German central banker urges ECB to phase out stimulus
German central bank chief Axel Weber urged fellow European Central Bank policymakers on Tuesday to mull ending exceptional support measures, which would put the ECB at odds with other central banks.
"It is necessary, from a monetary policy point of view, not to postpone the exit from non-standard measures for too long," Weber said in a speech delivered in New York but also distributed by the Bundesbank in Frankfurt.
"There are risks both in exiting too early and in exiting too late. I believe the latter are greater than the former," he added, making it clear the key ECB governor would push for at least a phasing out of the exceptional measures.

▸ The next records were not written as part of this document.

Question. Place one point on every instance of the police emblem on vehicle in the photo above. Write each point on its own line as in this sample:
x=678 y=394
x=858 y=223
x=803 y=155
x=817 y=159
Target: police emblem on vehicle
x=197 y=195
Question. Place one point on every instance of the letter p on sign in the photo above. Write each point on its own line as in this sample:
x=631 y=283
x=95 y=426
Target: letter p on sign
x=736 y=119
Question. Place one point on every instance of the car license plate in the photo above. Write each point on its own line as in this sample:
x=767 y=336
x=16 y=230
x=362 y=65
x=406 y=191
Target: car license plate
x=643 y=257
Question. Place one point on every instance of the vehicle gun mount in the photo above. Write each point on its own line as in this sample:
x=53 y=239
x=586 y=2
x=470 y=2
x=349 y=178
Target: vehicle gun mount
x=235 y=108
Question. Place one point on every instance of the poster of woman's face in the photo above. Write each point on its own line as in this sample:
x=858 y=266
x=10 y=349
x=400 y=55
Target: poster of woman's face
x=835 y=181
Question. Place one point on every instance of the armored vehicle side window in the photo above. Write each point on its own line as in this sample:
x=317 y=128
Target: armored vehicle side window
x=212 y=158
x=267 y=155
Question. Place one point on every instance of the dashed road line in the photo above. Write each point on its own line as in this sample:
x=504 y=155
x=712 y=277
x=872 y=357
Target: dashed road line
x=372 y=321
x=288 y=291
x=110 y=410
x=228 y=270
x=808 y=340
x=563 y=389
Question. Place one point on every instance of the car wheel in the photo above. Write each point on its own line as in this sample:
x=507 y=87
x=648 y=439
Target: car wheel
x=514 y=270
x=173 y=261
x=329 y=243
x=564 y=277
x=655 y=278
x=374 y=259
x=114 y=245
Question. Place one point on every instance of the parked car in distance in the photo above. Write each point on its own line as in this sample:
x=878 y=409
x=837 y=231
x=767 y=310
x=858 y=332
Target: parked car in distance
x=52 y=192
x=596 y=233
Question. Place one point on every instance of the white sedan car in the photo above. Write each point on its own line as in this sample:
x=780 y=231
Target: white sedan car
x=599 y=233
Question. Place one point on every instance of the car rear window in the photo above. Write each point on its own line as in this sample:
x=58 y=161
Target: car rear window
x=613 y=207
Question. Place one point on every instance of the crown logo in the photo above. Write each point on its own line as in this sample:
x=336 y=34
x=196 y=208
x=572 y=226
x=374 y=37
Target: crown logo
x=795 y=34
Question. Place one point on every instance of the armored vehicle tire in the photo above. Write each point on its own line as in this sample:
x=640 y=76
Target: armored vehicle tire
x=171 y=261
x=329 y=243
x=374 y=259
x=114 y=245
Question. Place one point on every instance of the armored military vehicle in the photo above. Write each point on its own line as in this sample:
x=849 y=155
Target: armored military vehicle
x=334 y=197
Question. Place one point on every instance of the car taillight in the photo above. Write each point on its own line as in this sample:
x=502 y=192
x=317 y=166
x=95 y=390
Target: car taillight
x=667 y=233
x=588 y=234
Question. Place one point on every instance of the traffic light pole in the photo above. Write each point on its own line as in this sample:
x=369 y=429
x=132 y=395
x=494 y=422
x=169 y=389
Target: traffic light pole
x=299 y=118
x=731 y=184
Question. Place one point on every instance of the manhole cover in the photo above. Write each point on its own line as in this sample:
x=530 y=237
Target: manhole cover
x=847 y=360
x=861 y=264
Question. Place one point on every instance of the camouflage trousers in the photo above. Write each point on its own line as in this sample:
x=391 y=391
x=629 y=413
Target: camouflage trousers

The ECB has been providing unlimited amounts of cash to commercial banks to keep interbank lending markets running smoothly and has purchased corporate bonds and sovereign debt as part of its drive to prevent a financial system meltdown.
The US Federal Reserve and Bank of England have also pumped massive amounts of cash into their banking systems via programmes known as quantitative easing, using methods the ECB has refused to consider but which the Fed and BoE are now set to take even further.
That would lead the euro to gain in value against the dollar and pound, penalising eurozone exporters who have underpinned a modest economic rebound.
The ECB nonetheless appears set to push ahead early next year in withdrawing unorthodox stimulus and Weber's comments underscored his determination not to wait much longer in doing so.
Weber, who publicly opposed the controversial ECB decision to begin buying eurozone government debt in May, reiterated his position a day after purchases came virtually to a halt with a weekly total falling to just nine million euros (12.4 million dollars).
"These securities purchases should now be phased out permanently as part of our non-standard policy measures," he insisted.